Pour construire notre système alimentaire post-pandémique, il faut rééquilibrer cette dette sociétale induite par les politiques au moyen d’investissements publics importants et soutenus. D’ores et déjà, les gouvernements à tous les niveaux fournissent des fonds d’urgence pour prévenir la contagion de masse et l’effondrement de notre système de santé et pour aider les personnes en difficulté en raison de l’impact économique de ces mesures de santé publique. Des investissements publics supplémentaires seront nécessaires pour intégrer la résilience dans notre système alimentaire afin de garantir que nous ayons la capacité de résister à la prochaine crise.
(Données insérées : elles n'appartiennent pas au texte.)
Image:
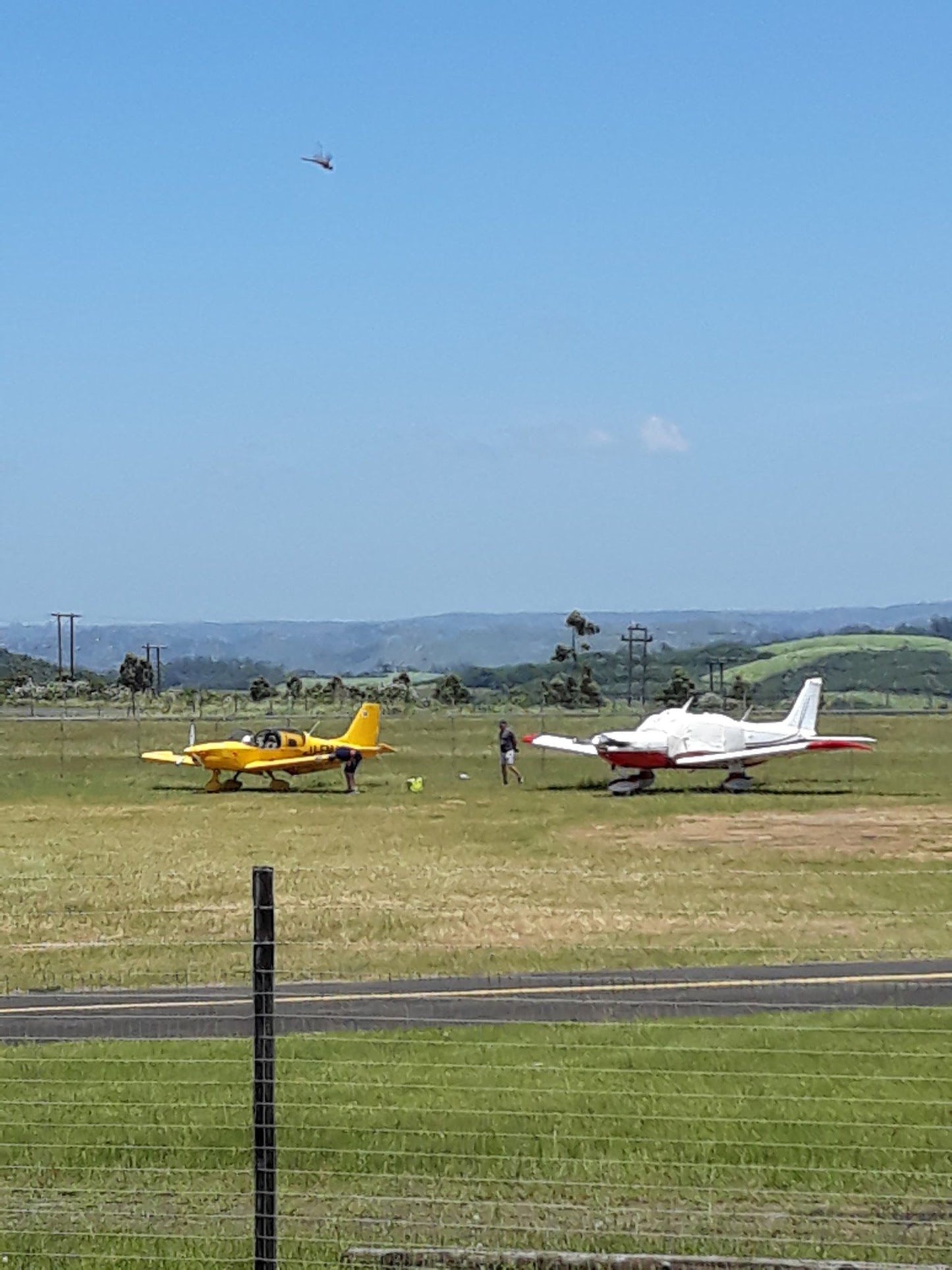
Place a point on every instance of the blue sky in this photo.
(621, 305)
Il faudra des investissements publics pour mettre en place des institutions qui garantissent aux fermières un prix équitable pour ce qu’elles produisent en règle générale, au lieu de s’en remettre à la dynamique du marché qui maintient les prix agricoles au strict minimum. La dette agricole, qui avoisine aujourd’hui les 115 milliards de dollars, augmente de manière exponentielle et est largement due aux coûts élevés des intrants et aux prix des terres gonflés par la spéculation des investisseurs. Elle nécessitera des fonds publics pour réduire la dette agricole de manière équitable et garantir que le transfert de terres entre générations se fasse dans la dignité, tant pour les fermiers qui partent à la retraite que pour les nouveaux. Pour trouver les moyens de cultiver avec succès en utilisant peu d’intrants, il faudra faire appel à la recherche publique, une autre utilisation importante de l’argent public pour mettre en place un système alimentaire durable. Les investissements dans la résilience et la stabilité porteront leurs fruits en réduisant le besoin de paiements d’urgence à mesure que notre système alimentaire deviendra moins précaire.
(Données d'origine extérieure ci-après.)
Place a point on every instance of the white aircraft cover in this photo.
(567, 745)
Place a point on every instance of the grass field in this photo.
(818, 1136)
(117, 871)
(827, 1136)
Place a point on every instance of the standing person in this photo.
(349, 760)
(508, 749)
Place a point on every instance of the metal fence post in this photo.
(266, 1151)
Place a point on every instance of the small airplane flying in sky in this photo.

Le Canada a également une dette envers les peuples autochtones, sur les terres desquels notre pays a été construit. Notre système alimentaire post-pandémique doit respecter les traités, les territoires traditionnels et les droits inhérents des autochtones. La souveraineté alimentaire autochtone fait partie de notre système alimentaire ; les terres et les modes d’alimentation autochtones auront la priorité sur d’autres activités et utilisations potentielles.
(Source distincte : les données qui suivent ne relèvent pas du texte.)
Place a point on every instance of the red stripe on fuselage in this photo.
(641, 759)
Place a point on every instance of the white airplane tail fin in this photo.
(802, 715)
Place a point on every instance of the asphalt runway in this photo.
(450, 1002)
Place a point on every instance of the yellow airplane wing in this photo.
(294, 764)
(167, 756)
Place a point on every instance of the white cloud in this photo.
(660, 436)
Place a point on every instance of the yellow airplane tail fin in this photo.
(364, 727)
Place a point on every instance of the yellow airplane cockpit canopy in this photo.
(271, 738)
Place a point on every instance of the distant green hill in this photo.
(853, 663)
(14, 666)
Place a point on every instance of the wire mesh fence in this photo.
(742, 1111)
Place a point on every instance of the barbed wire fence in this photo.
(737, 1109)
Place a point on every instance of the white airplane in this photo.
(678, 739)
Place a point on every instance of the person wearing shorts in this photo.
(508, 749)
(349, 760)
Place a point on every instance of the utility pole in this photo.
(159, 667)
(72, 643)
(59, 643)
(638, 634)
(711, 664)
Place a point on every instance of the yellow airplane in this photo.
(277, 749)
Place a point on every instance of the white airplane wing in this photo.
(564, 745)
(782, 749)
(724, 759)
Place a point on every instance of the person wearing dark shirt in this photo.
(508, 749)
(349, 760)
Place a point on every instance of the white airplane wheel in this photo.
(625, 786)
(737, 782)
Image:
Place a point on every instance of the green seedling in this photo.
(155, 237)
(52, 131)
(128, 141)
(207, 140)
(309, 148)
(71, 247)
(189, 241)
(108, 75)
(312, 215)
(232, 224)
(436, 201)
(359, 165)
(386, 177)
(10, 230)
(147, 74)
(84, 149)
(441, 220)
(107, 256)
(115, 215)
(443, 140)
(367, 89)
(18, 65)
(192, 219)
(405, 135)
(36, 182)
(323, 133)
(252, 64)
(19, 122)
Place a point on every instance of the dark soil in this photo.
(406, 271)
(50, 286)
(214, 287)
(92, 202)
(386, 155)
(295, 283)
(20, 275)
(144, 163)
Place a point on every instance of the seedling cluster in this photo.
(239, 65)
À l’échelle internationale, le régime des accords commerciaux imbriqués – l’ACEUM, le CPTPP, l’AECG et une myriade d’accords bilatéraux – limite l’espace politique public du Canada, entravant notre capacité démocratique à traiter les véritables questions qui préoccupent les électeurs. Ces accords ont renforcé l’influence des entreprises sur l’agriculture et l’alimentation. Cependant, le devoir légal des entreprises est de maximiser les profits pour les actionnaires, ce qui n’est pas un système de valeurs viable pour gérer la reprise après le COVID 19, lutter contre le changement climatique ou faire face aux crises futures qui pourraient survenir. Pour construire notre système alimentaire post-pandémique, le Canada devra réorganiser ses relations commerciales internationales afin de promouvoir le commerce équitable des produits agricoles sans empiéter sur la gouvernance démocratique. Ces nouveaux accords commerciaux enclencheront un cercle vertueux qui renforcera l’équité, la diversité et la résilience parmi les partenaires commerciaux.

Les grandes leçons d’un professeur microscopique

La pandémie mondiale n’a pas seulement révélé la vulnérabilité de notre système alimentaire, elle a véritablement démontré que nous sommes connectés : un virus si minuscule que sa taille se mesure en nanomètres a fait le tour du monde grâce à un réseau de relations humaines en l’espace de quelques mois, emportant des vies et semant la destruction – mais activant également une coopération et une attention communautaires à l’échelle mondiale. Nous avons montré que les Canadiens peuvent agir ensemble pour empêcher le COVID-19 de provoquer des décès massifs et incontrôlés. De même, nous pouvons reconstruire notre agriculture et notre système alimentaire afin de favoriser une alimentation saine pour les personnes, des exploitations familiales durables, des écosystèmes intacts et un climat vivable pour les générations futures.